For the next 8 months I had terroristic nightmares every single night, even after I left him, which was 2 months after the last time it happened. I was afraid to go to sleep at night because I didn’t know what would happen. Every night I dreamed he was either trying to rape me, kill me, or had lost our daughter and blamed me (because that sort of thing actually happened). Frequently I woke up sobbing out loud or shaking so hard the whole bed rattled. Three or four days a week I woke up with a screaming migraine.
I will always believe that at least subconsciously he wanted to kill me when he “forgot” to use a condom. How do you “forget” to use a condom when it’s been two and a half years and you know it can kill your wife if she gets pregnant? And you’re sneaking it in when she’s asleep? I also know that when I first told him the doctor told me the biopsy was positive for cancer his response was, “Now I’ll have to find a new wife.” He wanted out but his code of ethics wouldn’t let him be the one to pull the plug.

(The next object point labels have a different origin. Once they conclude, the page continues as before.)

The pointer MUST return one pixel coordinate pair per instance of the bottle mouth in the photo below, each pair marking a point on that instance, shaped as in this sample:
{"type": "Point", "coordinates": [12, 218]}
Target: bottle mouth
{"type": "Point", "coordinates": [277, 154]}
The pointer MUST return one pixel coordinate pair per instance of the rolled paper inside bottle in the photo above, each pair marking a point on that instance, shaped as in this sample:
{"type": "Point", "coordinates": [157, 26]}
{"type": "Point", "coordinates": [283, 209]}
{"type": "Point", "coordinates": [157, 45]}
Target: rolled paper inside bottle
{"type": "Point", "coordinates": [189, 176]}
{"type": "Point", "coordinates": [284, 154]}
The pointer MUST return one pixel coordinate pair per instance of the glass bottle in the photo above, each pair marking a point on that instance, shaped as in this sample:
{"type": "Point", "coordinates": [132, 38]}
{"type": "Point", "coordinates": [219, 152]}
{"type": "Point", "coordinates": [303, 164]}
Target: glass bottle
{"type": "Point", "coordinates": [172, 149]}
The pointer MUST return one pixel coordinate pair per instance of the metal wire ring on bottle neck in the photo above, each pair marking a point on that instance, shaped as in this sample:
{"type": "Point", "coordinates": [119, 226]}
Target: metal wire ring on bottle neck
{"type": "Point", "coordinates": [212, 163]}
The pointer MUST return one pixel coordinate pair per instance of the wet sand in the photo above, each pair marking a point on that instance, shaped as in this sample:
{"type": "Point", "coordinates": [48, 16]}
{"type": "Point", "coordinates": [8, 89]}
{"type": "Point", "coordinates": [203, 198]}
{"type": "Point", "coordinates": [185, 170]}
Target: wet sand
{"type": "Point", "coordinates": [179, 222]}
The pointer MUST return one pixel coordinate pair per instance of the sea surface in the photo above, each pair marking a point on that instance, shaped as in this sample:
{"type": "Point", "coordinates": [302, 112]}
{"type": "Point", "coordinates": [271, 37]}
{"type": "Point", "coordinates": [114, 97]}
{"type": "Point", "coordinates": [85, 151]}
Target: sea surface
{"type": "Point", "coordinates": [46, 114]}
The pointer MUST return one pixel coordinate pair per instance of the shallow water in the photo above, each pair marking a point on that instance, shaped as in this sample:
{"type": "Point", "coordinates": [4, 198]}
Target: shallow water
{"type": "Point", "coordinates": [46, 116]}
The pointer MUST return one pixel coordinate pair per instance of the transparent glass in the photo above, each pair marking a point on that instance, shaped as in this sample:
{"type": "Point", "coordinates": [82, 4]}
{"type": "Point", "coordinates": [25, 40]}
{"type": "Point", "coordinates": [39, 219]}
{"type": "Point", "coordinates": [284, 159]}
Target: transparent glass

The only way I eventually got relief was with the help of a psychologist. And I don’t know why it helped. But it did. [Later edit: I remembered why it helped but it’s irrelevant to this article. If it really matters to you, you can e-mail me and I’ll tell you. )
There were a whole pile of last straws in our relationship. The escalating aggression. Realizing that the verbal and emotional abuse were just as deadly as the physical violence. Realizing that I was just as worth saving as my children were. Getting cancer – I believe from the stress of living in the abuse. Realizing I was setting an example for my daughter to marry an abuser. Seeing him start to treat our daughter the way he had started with the boys when they were her age.
But this was definitely another of the “last straws.” And it was one of the hardest ones. It was one of the ones I “felt” the strongest about, but could least express. I told my attorney about it and I told my pastors. But it was certainly not something I could bring up in court. They would have made mincemeat out of me, and at that point I was definitely not strong enough emotionally to bear it. Gary could completely deny any evil intention. And he would have been absolutely believable. I would have looked like a raving lunatic out to destroy an innocent man.
But inside I was destroyed. At the time, I was sure I could never marry again. I was convinced there was no way a man was ever getting anywhere close to me in this lifetime. I think I’ve gained enough distance that it won’t be an impossible hurdle.
At the same time, with the way the church deals with abuse, I am quite sure in the normal way of things, if a wife were to take a situation like this to her pastors she would get no consideration at all. And that would be profoundly wrong, because what happened to me was a gross violation. I don’t really know what to call it. Do you call it rape? I don’t know. It was certainly sexual assault. I wasn’t a willing participant. It was “taken” without my consent, and cruelly at that – without leaving a mark on me. Just because he was my husband did not give him that right.